Un sommet de la Ligue arabe débute ce 1er novembre à Alger, avec un véritable casse-tête : comment amener des dirigeants aux objectifs très divergents à se mettre d’accord autour d’un minimum ?
« Les sommets arabes portent une charge symbolique et émotionnelle très forte, ce qui donne à ces rencontres une puissante résonnance » - Abed Charef (AFP/Fethi Belaid)
« Les sommets arabes portent une charge symbolique et émotionnelle très forte, ce qui donne à ces rencontres une puissante résonnance » - Abed Charef (AFP/Fethi Belaid)

Les factions palestiniennes ont, pendant longtemps, constitué une caisse de résonnance pour les divergences entre pays arabes. Chaque crise entre deux ou plusieurs États de la Ligue arabe se reflétait, de manière presque mécanique, dans les rangs palestiniens, où chaque pays disposait d’une organisation satellite ou d’une faction qui lui était proche.

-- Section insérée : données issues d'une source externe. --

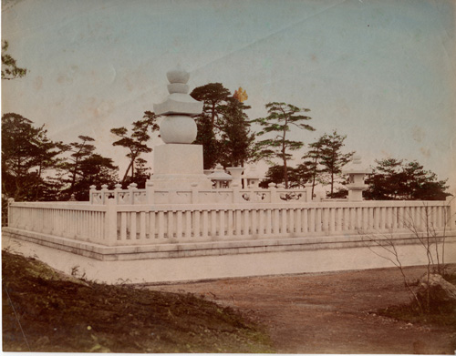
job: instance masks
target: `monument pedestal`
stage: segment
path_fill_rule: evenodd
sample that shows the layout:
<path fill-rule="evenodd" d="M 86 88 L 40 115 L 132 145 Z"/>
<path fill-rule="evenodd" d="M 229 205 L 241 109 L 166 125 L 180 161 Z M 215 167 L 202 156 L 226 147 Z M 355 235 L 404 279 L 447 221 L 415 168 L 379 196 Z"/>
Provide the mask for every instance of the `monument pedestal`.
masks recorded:
<path fill-rule="evenodd" d="M 150 181 L 156 189 L 211 189 L 212 181 L 202 170 L 202 146 L 166 144 L 157 146 Z"/>

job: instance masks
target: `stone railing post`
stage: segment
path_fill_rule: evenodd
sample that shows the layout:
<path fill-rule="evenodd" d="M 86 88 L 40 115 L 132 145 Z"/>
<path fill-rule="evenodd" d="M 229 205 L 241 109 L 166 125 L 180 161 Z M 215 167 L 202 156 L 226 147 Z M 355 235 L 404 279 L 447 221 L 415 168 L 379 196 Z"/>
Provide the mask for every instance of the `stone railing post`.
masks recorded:
<path fill-rule="evenodd" d="M 108 185 L 101 186 L 101 204 L 106 204 L 106 192 L 108 191 Z"/>
<path fill-rule="evenodd" d="M 106 200 L 105 242 L 109 246 L 117 243 L 117 201 L 114 198 Z"/>
<path fill-rule="evenodd" d="M 97 186 L 90 186 L 88 190 L 88 200 L 93 204 L 93 194 L 97 191 Z"/>
<path fill-rule="evenodd" d="M 307 183 L 305 185 L 306 187 L 306 201 L 312 202 L 312 183 Z"/>
<path fill-rule="evenodd" d="M 277 188 L 275 188 L 275 183 L 269 183 L 269 191 L 271 192 L 271 203 L 277 202 Z"/>
<path fill-rule="evenodd" d="M 135 190 L 137 190 L 138 184 L 130 183 L 129 186 L 130 191 L 130 204 L 133 205 L 135 203 Z"/>
<path fill-rule="evenodd" d="M 146 181 L 146 199 L 148 204 L 153 204 L 155 189 L 153 188 L 153 183 L 150 179 Z"/>
<path fill-rule="evenodd" d="M 119 204 L 119 192 L 122 190 L 122 185 L 118 183 L 114 186 L 114 198 L 116 199 L 116 203 Z"/>
<path fill-rule="evenodd" d="M 456 194 L 453 197 L 448 196 L 446 201 L 449 207 L 446 222 L 450 229 L 456 230 Z"/>
<path fill-rule="evenodd" d="M 14 198 L 8 198 L 8 226 L 11 227 L 11 219 L 13 218 L 13 213 L 11 211 L 11 204 L 15 202 Z"/>
<path fill-rule="evenodd" d="M 192 183 L 192 204 L 198 204 L 198 183 Z"/>
<path fill-rule="evenodd" d="M 233 182 L 233 202 L 234 204 L 240 203 L 241 202 L 241 187 L 239 187 L 239 182 L 235 181 Z"/>

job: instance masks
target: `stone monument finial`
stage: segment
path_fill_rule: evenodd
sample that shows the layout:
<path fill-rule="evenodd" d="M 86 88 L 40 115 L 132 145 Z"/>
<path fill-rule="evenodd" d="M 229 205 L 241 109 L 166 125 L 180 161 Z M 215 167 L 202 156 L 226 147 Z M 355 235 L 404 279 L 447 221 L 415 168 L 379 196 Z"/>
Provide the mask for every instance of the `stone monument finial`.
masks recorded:
<path fill-rule="evenodd" d="M 192 117 L 202 112 L 202 102 L 193 99 L 187 82 L 190 74 L 173 69 L 166 74 L 170 95 L 161 104 L 154 104 L 155 114 L 166 117 L 160 124 L 160 135 L 166 144 L 191 144 L 196 138 L 197 127 Z"/>

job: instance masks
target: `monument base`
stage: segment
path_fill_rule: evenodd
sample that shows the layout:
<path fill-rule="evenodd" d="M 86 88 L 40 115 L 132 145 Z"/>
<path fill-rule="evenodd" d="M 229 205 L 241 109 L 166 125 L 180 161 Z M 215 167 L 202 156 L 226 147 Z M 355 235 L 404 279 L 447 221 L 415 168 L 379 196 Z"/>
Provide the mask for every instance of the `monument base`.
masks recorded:
<path fill-rule="evenodd" d="M 211 189 L 212 181 L 202 170 L 202 146 L 166 144 L 157 146 L 150 178 L 158 189 Z"/>

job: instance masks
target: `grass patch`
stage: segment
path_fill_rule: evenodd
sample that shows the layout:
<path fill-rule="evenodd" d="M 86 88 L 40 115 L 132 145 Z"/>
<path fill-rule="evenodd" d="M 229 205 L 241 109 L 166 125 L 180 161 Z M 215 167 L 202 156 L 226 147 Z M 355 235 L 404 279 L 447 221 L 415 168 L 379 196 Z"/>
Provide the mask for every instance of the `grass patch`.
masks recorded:
<path fill-rule="evenodd" d="M 2 268 L 5 351 L 274 351 L 239 312 L 191 294 L 81 280 L 6 251 Z"/>

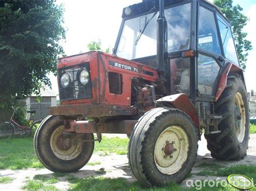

Certaines organisations palestiniennes étaient de simples antennes locales, voire des relais de formations transnationales, comme le Baas et l’organisation des Frères musulmans.

Dans un tel contexte, réussir à organiser une rencontre entre différentes factions palestiniennes indiquait clairement que les pays arabes étaient disposés à se parler, malgré leurs divergences. Parvenir à faire adopter aux organisations palestiniennes un programme commun, comme cela s’est passé à la mi-octobre à Alger, signifiait qu’un sommet de la Ligue arabe pouvait se tenir, et aboutir à des accords à minima.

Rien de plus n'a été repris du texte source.